The prime minister has given his personal backing to the push for continued funding of the justice system next year, the lord chief justice said today.

Lord Burnett of Maldon said he had met with Boris Johnson and received the ‘distinct impression’ he agrees with the argument that a further cash injection is required to deal with the courts backlog. The judge added that he was also ‘confident’ that lord chancellor Robert Buckland QC believes the same, ahead of crucial discussions about funding allocations with the Treasury.

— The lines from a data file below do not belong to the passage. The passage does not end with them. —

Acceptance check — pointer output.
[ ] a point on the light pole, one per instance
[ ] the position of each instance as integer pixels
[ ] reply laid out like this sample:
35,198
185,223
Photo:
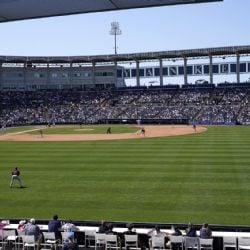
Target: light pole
115,31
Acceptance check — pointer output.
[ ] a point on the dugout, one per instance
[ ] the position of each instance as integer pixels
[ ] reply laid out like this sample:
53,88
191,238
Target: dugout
145,121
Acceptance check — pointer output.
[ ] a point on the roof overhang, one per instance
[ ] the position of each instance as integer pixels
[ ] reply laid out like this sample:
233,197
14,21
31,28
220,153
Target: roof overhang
12,10
147,56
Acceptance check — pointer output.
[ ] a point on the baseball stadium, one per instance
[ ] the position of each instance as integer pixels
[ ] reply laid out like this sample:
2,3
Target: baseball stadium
91,148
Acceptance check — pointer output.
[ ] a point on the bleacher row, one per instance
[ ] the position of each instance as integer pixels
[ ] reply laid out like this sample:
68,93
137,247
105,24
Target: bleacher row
203,105
88,237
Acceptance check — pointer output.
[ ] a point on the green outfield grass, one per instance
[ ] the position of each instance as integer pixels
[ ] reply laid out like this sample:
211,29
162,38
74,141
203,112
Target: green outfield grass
75,129
198,177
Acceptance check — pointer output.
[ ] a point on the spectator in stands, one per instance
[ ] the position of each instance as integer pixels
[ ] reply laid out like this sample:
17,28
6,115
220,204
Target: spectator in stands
110,229
205,231
130,230
103,228
69,227
33,229
55,226
156,232
191,231
3,223
21,226
176,231
69,243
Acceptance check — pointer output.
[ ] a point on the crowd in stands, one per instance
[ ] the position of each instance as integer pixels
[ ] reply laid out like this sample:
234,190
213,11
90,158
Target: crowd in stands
70,240
227,105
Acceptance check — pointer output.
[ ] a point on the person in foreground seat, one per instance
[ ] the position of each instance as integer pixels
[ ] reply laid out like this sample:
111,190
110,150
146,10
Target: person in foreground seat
69,243
205,232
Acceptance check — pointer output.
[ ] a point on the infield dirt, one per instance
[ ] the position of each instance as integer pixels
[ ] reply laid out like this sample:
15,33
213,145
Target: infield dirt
151,131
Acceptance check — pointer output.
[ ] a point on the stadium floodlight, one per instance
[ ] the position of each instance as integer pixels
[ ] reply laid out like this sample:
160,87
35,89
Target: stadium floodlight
115,31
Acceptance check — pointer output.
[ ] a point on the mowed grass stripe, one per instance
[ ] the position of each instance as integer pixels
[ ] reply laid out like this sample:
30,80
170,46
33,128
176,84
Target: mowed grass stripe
198,177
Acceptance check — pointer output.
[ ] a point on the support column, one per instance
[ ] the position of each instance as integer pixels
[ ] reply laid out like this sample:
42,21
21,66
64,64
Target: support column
1,79
237,68
115,75
93,73
161,72
71,75
137,73
25,76
211,69
48,76
185,70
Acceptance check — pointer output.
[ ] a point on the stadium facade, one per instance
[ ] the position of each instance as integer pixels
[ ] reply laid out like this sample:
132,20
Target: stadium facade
19,73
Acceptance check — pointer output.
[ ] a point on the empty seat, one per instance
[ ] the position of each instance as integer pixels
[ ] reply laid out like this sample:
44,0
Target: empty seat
243,243
229,242
206,244
192,242
176,241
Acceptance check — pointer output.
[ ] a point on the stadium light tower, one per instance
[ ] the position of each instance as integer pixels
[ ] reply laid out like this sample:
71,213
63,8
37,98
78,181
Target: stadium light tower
115,31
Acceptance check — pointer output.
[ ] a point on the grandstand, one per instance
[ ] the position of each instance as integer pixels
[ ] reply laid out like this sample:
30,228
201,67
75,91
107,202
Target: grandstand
92,90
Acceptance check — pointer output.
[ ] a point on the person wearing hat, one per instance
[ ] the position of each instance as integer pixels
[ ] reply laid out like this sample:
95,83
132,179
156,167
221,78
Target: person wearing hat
21,226
70,243
3,223
15,175
33,229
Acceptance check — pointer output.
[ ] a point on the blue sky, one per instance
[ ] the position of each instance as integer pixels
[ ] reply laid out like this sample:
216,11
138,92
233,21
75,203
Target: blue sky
151,29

Prime minister Boris Johnson speaks at a press conference in 10 Downing Street

The prime minister has given his personal backing to the push for continued funding of the justice system

Source: Heathcliff O'Malley/AP/Shutterstock

Lord Burnett told the House of Lords constitution committee that the extra funding provided this year should not be a ‘sticking plaster’ for dealing with the thousands of outstanding cases in all courts.

‘It is absolutely vital in my view that as we move forward we will have to continue to sit at full capacity in all jurisdictions to enable us to retrieve the outstanding caseloads,’ added Burnett.

Last month Buckland announced that there would be no cap on judicial sitting days this year to maximise capacity across the justice system. In 2010, there were 110,000 Crown court sitting days, but following budget cuts this had fallen to 86,000 on the eve of the pandemic.

Figures published this month by the MoJ suggest that in some respects that progress is being made in reducing the backlog. The outstanding caseload in magistrates' courts at the end of April was 463,215 – its lowest point since April 2020 – and disposals reached more than 25,000. Crucially, the number of disposals has outstripped the number of receipts for the past six weeks.

But in the Crown court, the backlog remains around 58,000 and is 47% higher than the pre-Covid baseline figure.

The lord chief justice's plea for continued funding next year was one of several references to the financial pressures on the justice system.

Asked about the lower salaries of court workers compared to other civil servants – and the subsequent attrition of staff, he said it was ‘absolutely idiotic that HMCTS recruits good people, trains them and then quickly loses them’. He added: ‘It shouldn’t be allowed to happen in any sensible organisation.’

Burnett said that funding for the last stage of the court modernisation programme – which would digitise services across criminal, family and county courts – was still in question. He noted that the Treasury had accepted the business case for modernisation but ‘what didn’t follow was an immediate cheque to pay for it all’.

Addressing the physical buildings themselves, Burnett said the lack of funding over many years had left much of the estate ‘in a pretty dire condition’ that causes cases to be lost.